The other day I made a quick little skirt. That morning N mentioned pompoms and I vaguely recalled that a skirt-a dress-a something with pompoms had been in demand for quite some time. So after I put baby M down for his afternoon nap I got to work. By the time he woke up (an hour and half later) there was a skirt.
N wore it immediately to an afternoon tea party that we were heading out for, and for some reason I felt like I had accomplished sewing that felt meaningful to me after a really long time.
Which brings me to sharing some things that I have been thinking about recently. Lately everything just feel like a rush. Whatever little time I get from M, I want to spend it with N, which leaves too little time to embark on anything. Actually perhaps what I am really talking about here is energy. Baby M goes to sleep, we eat dinner, N goes to bed and then all I want to do is lie on the sofa and watch meaningless TV before crashing out. With what I do manage to get done, I feel like I am not really into it. I guess what I saying is that, one the one hand I am eager and almost desperate to sew, but on the other hand, when it actually comes down to doing it, the word that comes to mind is “chore.” And the minute I actually think that, I feel, no-no-no that is all wrong, it is not meant to be like this, because really it is the one thing that gives me so much joy.
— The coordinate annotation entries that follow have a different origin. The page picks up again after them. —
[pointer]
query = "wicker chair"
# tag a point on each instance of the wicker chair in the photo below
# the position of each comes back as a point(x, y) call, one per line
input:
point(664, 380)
So I tried to figure out what some of the issues are. And perhaps it is these: I plan very little because I enjoy spontaneous sewing and embarking on a project. Which means that when I can’t plan I hardly sew anything that feels new or challenging to me. Again because that would require some planning. And then sometimes things stay in my head for so long that by the time I actually get down to do it they are over-thought and don’t seem all that exciting any more.
What to do? My couple of new year resolutions then I think are going somewhere along these lines. 1. Think of something new, previously un-made for every few weeks or perhaps every month and really plan this well in terms of what each step really consists of. 2. Keep working space clean, so that the next time I have a bit of time I can get into things quickly (otherwise clearing up last times mess takes forever!) 3. Hand sewing projects (which in any case I love) to accompany the meaningless TV watching. 4.And, if present mood demands a quick gratification project, give into that demand rather than getting caught up in a situation where I spend a huge time feeling indecisive about whether to indulge in this small quick thing or to work on the larger project.
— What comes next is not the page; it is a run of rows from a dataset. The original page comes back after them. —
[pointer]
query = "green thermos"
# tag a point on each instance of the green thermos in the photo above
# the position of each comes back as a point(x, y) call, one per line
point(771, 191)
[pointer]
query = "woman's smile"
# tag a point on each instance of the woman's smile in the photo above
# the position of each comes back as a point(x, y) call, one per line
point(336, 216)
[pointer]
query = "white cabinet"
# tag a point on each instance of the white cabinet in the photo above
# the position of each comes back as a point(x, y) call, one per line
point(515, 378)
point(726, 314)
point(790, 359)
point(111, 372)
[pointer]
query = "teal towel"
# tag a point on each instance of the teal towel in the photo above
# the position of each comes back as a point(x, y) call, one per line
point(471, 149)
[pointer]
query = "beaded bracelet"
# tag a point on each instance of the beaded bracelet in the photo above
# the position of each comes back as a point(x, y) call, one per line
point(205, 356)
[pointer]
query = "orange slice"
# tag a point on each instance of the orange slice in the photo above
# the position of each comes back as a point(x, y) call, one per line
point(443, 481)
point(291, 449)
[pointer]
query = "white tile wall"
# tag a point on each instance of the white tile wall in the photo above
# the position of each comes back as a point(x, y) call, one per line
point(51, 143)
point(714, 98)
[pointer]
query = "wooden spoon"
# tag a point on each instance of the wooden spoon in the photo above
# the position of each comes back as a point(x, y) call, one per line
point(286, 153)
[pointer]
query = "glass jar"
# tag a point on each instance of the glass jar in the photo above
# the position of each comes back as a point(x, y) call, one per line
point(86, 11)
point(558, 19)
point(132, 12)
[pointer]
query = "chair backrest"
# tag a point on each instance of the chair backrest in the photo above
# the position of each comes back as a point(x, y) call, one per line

Which essentially means I want to have three things going on at one time:
- large (as I see new, and for that reason possibly a time consuming) project
- hand sewing something
- instant gratification project (as and when the mood strikes).
Somehow writing this down feels much better, and not so complicated.
And perhaps this skirt came out of such quick and unconscious acting upon that itch to stitch and make something fast. I have to say, love it as much as N does!
The pattern I had in mind is the Lazy Day’s Skirt from Oliver+S, which I have used before but which I admit to not consulting at all this time. It is essentially two rectangles stitched up. I added a separate hem facing at the bottom and encased the pompom ribbon between the two layers of fabric. The fabric is Lotta Jansdotter, but I am afraid I don’t remember what it is called anymore.
So that’s that from me for this last week. Oh yes, and I also finally sent out my Secret Valentine Exchange package. Did you get a chance to participate?
Putting it together didn’t come so easy this time, but that’s for another time.
So, how do you organise sewing, or motivate yourself when time and energy seem to be on a wane?